Par jugement du 21 janvier 2009, une procédure de redressement judiciaire a été ouverte à l’égard de la SAS et, par jugement du 31 juillet 2009, un plan de cession totale au profit de la SARL Biscuiterie Jeannette 1850 à constituer a été adopté, prévoyant le transfert de 40 salariés parmi lesquels M. X.
Par jugement du 10 août 2009, une procédure de liquidation judiciaire a été ouverte à l’égard de la SAS, Maître Y étant désigné en qualité de liquidateur.
Par lettre du 14 décembre 2009, M. X s’est vu notifier son licenciement pour motif personnel, avec préavis de trois mois.
Les 10 juin 2009 et 23 février 2010, M. X a saisi le conseil de prud’hommes de Tours de demandes tendant d’une part à la contestation de son licenciement et d’autre part à un rappel de salaire sur la base d’un temps plein.
Par jugement du 13 octobre 2010, le conseil de prud’hommes de Tours, joignant les deux affaires, s’est déclaré incompétent au profit du conseil de prud’hommes de Caen.
Par jugement du 29 juillet 2011 le conseil de prud’hommes de Caen a :
— débouté M. X de l’intégralité de ses demandes dirigées contre Maître Y es qualités de mandataire liquidateur de la SAS Biscuiterie Jeannette
— rejeté la demande de Maître Y en cette qualité au titre de l’article 700 du code de procédure civile
— dit que le CGEA de Rouen devra être mis hors de cause
— dit que le licenciement est sans cause réelle et sérieuse
— condamné la SARL Biscuiterie Jeannette 1850 à verser à M. X la somme de 36 000 euros en réparation du licenciement sans cause réelle et sérieuse
— condamné la SARL Biscuiterie Jeannette 1850 à verser à M. X la somme de 1 000 euros au titre de l’article 700 du code de procédure civile
— débouté M. X du surplus de ses demandes
— débouté la SARL Biscuiterie Jeannette 1850 de sa demande formulée au titre de l’article 700 du code de procédure civile
— condamné la SARL Biscuiterie Jeannette 1850 aux dépens.

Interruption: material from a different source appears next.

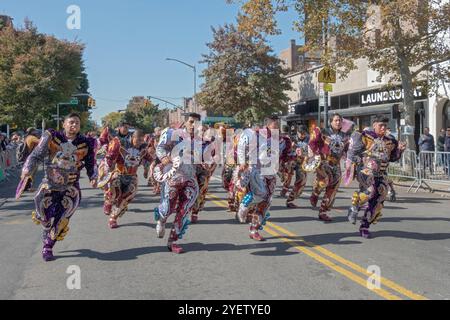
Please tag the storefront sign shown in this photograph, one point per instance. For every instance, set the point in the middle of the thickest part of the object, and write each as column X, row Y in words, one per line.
column 374, row 97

La SARL Biscuiterie Jeannette 1850 d’une part, M. X d’autre part, ont interjeté appel de ce jugement.
Par jugement du 14 décembre 2011, la SARL Biscuiterie Jeannette a été placée en redressement judiciaire puis, par jugement du 28 mars 2012, en liquidation judiciaire, Maître Y étant désigné en qualité de liquidateur.
Par jugement du 11 avril 2012 a été adopté un plan de cession totale au profit de la SARL Biscuiterie Jeannette 1850 société nouvelle.
Pour l’exposé des moyens des parties, il est renvoyé aux conclusions du 24 octobre 2013 pour M. X, du 18 octobre 2013 pour la SARL Biscuiterie Jeannette 1850 en liquidation judiciaire et Maître Y es qualités de mandataire judiciaire, du 18 octobre 2013 pour la SAS Biscuiterie Jeannette en liquidation judiciaire et Maître Y es qualités de mandataire judiciaire et du 17 octobre 2013 pour l’AGS et le CGEA de Rouen, reprises oralement à l’audience.
M. X demande à la Cour de :
— confirmer le jugement en ce qu’il a déclaré le licenciement sans cause réelle et sérieuse
— l’infirmer quant au quantum, condamner la société Biscuiterie Jeannette 1850 à lui verser la somme de 80 000 euros en réparation et dire que Maître Y devra inscrire cette somme au passif de la liquidation
— infirmer le jugement pour le surplus
— dire et juger que Maître Y devra inscrire au passif de la liquidation de la société Biscuiterie Jeannette les sommes de 28 336,04 euros à titre de rappel de salaires, 2 833,60 euros à titre de congés payés y afférents, 5 000 euros à titre de dommages et intérêts pour résistance abusive
— ordonner sous astreinte la remise des bulletins de paie, d’un certificat de travail et d’une attestation Pôle emploi
— dire que le CGEA devra garantie dans les limites fixées par la loi
— fixer sa créance à l’égard de la SAS à la somme de 2 500 euros en application de l’article 700 du code de procédure civile
— fixer sa créance à l’égard de la SARL à la somme de 2 500 euros en application de l’article 700 du code de procédure civile.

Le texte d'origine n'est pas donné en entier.